Search code examples
pythonscikit-learnclassificationdata-scienceimbalanced-data

Cost Sensitive Classifier fails for heavily imbalanced datasets


I am going to try to keep this as specific as possible but it is kind of a general question as well. I have a heavily skewed dataset in the order of { 'Class 0': 0.987, 'Class 1':0.012 } I would like to have a set of classifiers that work well on such datasets and then create an ensemble learner of those models. I do not think I want to oversample or undersample. I definitely dont want to SMOTE because they don't scale well for high dimensional data/ or result in a very large number of data points. I want to use a cost sensitive approach to creating my classifiers and hence came across the class_weight=balanced parameter in the scikit-learn library. However, it doesn't seem to be helping me much because my F1 scores are still very terrible (in the range of 0.02 etc.) I have also tried using sklearn.utils.class_weight.compute_class_weight to manually calculate the weights, store them in a dictionary and pass it as a parameter to the class_weight parameter, however I see no improvement in F1 score and my False Positives are still very high(around 5k) and everything else quite low(less than 50). I don't understand what I am missing. Am I implementing something wrong? What else can I do to tackle my problem? When I change my evaluation metric from f1_score(average='binary') to f1_score(average='weighted') the F1 score increases from ~0.02 to ~98.66, which I think is probably wrong. Any kind of help including references to how I could tackle this problem will be very helpful.

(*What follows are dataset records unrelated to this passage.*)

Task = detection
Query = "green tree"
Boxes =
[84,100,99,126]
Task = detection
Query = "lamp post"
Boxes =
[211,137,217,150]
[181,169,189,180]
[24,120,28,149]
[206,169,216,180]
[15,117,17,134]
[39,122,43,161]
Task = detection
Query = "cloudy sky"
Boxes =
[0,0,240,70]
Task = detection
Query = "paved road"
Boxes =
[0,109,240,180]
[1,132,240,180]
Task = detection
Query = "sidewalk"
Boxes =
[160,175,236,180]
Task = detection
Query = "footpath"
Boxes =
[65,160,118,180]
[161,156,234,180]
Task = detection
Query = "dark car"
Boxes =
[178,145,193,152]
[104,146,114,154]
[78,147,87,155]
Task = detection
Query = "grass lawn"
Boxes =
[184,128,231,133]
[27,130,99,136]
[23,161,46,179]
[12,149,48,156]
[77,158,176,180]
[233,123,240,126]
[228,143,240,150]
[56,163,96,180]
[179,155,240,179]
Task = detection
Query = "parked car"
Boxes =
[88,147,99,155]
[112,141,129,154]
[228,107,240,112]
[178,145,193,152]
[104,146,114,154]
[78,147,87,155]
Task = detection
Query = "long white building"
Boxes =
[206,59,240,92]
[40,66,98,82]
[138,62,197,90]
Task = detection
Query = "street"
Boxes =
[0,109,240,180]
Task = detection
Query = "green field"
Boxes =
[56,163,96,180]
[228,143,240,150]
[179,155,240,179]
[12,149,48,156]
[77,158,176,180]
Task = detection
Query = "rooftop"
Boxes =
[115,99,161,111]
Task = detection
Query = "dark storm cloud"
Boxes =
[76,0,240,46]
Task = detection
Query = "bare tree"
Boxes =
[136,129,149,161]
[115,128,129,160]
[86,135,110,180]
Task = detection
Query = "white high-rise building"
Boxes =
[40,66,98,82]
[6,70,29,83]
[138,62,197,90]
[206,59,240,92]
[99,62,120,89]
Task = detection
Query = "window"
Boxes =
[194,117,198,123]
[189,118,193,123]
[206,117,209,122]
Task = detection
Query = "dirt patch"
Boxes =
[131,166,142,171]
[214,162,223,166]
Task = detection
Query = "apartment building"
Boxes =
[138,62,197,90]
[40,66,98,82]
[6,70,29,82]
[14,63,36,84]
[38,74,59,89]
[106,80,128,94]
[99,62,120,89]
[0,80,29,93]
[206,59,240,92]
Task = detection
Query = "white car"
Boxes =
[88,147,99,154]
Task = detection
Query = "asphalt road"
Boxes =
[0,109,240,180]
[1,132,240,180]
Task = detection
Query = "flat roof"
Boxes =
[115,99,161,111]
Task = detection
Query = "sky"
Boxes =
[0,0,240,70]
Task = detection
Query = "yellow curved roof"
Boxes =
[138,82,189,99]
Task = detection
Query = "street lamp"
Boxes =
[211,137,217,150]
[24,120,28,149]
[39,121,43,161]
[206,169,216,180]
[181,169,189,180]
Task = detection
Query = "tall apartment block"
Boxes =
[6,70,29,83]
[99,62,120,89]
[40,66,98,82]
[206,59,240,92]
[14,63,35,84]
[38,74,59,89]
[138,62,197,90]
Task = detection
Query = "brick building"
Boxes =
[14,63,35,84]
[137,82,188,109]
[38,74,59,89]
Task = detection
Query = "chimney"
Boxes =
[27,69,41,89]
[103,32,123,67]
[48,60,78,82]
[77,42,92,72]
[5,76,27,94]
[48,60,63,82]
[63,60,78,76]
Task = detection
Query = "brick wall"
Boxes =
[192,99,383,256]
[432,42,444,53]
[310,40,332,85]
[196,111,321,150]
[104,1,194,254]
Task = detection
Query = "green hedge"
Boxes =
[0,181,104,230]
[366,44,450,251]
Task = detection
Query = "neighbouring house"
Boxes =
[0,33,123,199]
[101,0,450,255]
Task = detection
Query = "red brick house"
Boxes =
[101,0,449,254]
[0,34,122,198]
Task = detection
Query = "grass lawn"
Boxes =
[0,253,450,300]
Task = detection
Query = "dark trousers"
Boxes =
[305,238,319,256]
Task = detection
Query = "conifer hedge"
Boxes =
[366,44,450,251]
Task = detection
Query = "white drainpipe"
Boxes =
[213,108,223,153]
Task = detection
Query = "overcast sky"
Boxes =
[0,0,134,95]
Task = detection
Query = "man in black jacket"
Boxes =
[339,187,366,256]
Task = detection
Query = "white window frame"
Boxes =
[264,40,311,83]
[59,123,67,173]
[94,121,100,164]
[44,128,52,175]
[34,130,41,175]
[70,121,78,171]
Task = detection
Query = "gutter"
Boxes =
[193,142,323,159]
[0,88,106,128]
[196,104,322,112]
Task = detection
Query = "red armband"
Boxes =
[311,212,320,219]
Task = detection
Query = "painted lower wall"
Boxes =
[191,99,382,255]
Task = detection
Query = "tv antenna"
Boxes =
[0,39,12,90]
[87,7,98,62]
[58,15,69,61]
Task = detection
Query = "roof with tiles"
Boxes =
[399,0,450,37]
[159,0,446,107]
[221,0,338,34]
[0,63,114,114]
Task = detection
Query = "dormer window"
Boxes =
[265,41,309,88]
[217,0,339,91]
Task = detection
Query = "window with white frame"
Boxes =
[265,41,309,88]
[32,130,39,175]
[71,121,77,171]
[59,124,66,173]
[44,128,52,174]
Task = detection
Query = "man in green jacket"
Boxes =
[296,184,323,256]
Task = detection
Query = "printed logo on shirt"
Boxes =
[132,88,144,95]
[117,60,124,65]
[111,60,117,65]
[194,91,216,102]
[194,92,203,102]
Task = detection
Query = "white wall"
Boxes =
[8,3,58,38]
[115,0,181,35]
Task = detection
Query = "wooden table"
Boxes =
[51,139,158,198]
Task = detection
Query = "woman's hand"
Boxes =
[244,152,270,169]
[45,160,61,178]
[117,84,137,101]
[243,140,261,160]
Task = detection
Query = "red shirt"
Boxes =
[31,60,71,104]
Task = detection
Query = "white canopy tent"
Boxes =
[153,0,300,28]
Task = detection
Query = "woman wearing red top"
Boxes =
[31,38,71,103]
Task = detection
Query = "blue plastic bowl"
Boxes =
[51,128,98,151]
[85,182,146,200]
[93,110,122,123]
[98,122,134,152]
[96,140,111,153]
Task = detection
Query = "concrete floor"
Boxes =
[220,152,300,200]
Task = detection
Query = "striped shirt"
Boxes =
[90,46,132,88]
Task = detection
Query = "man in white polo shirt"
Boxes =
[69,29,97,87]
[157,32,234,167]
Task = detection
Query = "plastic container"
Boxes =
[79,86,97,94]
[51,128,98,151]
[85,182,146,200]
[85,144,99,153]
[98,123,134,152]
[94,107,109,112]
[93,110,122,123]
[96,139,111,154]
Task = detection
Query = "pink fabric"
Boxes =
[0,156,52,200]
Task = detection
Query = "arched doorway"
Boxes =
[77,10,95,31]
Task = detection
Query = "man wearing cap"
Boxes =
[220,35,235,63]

I am trying to implement XGBOOST, CATBoost, LightGBM, Logistic Regression,SVC('linear'),Random Forest Classifiers


Solution

  • I realized that this question arose due to pure naivete. I resolved my problem by using the imbalanced-learn Python library. Algorithms like imblearn.ensemble.EasyEnsembleClassifier are a godsend when it comes to heavy imbalanced classification where the minority class is more important than the majority class. For anyone having troubles like this I suggest trying to find a different algorithm other than your usual favorites that will help you solve your problem.